Read your article this morning and I, generally, agree to a point. With respect to the other Republican candidates, they self-destructed during the Primaries. Their undoing was, clearly, there own fault. People are attracted to Trump because he was saying things that everyone wanted to say and hear. Now, he is tripping over his own tongue. Perhaps this recent change in his campaign leadership will instill some changes; I cannot predict that.

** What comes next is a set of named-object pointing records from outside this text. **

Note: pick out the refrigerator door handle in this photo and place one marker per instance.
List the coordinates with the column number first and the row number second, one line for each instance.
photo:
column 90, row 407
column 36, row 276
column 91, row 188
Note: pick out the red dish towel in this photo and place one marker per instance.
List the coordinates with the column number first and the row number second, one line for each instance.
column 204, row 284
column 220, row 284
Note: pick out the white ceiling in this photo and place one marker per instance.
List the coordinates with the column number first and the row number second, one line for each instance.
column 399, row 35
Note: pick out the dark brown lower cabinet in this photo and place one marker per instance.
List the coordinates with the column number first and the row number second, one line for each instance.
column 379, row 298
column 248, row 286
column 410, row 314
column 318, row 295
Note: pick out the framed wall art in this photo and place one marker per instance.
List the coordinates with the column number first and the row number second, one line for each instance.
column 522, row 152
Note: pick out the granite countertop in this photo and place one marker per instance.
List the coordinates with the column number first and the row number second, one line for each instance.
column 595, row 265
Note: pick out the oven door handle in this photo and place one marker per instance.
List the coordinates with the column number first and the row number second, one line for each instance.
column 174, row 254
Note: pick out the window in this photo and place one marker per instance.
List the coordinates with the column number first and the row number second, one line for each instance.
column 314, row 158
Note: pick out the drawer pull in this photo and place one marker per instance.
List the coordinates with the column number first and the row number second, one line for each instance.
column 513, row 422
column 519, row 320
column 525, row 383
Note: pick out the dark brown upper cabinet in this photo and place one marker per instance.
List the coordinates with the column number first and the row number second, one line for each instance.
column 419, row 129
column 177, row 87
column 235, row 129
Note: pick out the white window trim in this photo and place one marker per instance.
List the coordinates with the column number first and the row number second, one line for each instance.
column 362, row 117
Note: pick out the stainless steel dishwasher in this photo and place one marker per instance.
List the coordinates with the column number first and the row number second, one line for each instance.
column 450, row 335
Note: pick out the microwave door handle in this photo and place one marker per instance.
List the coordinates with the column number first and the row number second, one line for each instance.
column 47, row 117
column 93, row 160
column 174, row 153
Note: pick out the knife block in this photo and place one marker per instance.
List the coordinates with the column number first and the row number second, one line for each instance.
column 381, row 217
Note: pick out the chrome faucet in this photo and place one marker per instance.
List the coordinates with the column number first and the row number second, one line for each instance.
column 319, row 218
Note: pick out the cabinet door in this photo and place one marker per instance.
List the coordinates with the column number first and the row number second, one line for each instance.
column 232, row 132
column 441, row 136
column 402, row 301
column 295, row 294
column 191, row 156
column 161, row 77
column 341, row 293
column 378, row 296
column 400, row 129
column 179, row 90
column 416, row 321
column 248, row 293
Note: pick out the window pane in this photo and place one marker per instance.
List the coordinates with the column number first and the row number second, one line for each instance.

However, for me, it is MOST important, it is MOST critical that Hillary Clinton, that pathological liar, not step foot (again) in the White House. As noted, you caught her in numerous fabrications. Trey Gowdy has “tuned her up” before Congress. And, I must say, I have tremendous respect for Gowdy. Jason Chaffetz as also been instrumental in interrogation sessions, but to what ends? Any of us would be charged, convicted and sequestered for many years in jail. And, yet, the Clinton farce continues. Lynch is no Lynch. Gruber, from MIT, was schooled by Gowdy. Comey is useless.

So what do we do?

Paul Klenk

Peter said...

What do we do when we don't want to vote for either candidate? Well, consider the following:

According to 50 senior REPUBLICAN national security officials Donald Trump “would be the most reckless president in American history”. They have signed a letter that claims he would put the country’s national security at risk.

“From a foreign policy perspective, Donald Trump is not qualified to be president and commander-in-chief,” says the letter. “Indeed, we are convinced he would be a dangerous president.”

Among the many high-profile signatories are Michael Hayden, former director of CIA and National Security Agency, John Negroponte, who was the first director of national intelligence, Robert Zoellick, former deputy secretary of state and Tom Ridge and Michael Chertoff, who are former secretaries of homeland security.

Tell the truth - Trump at the controls of nuclear weapons makes you a bit uneasy, right?

The choice between the devils is absolutely clear.

As if it wasn't already clear the moment he mocked a handicapped man.

Peter said...

Some of the words used to describe Trump (besides liar) are "unhinged", "egomaniac" "hot-headed" "thin-skinned" and "loose cannon". not exactly things you want in a president.

“One wonders if Republican leaders have begun to realize that they may have hitched their fate and the fate of their party to a man with a disordered personality,” Robert Kagan of the Brookings Institution, a former Reagan administration official, wrote Aug. 1 in The Washington Post.

But it seems there could be a reason for some of these. In today's Daily Sun Robert Gillette wrote about what Trump's problem might be - Narcissistic Personality Disorder.

“Narcissistic personality disorder is a mental disorder in which people have an inflated sense of their own importance, a deep need for admiration and a lack of empathy for others. But behind this mask of ultraconfidence lies a fragile self-esteem that’s vulnerable to the slightest criticism….”

This is something that many psychiatrists agree with. Conservative columnist Charles Krauthammer — a trained psychiatrist — wrote on Aug. 4 that Trump’s behavior is “beyond narcissism. I used to think Trump was an 11-year-old, an undeveloped schoolyard bully. I was off by about 10 years. His needs are more primitive, an infantile hunger for approval and praise, a craving that can never be satisfied.”

A pampered since birth, spoiled-rotten, hot-headed, thin skinned egomaniac bully. That is who you would vote for?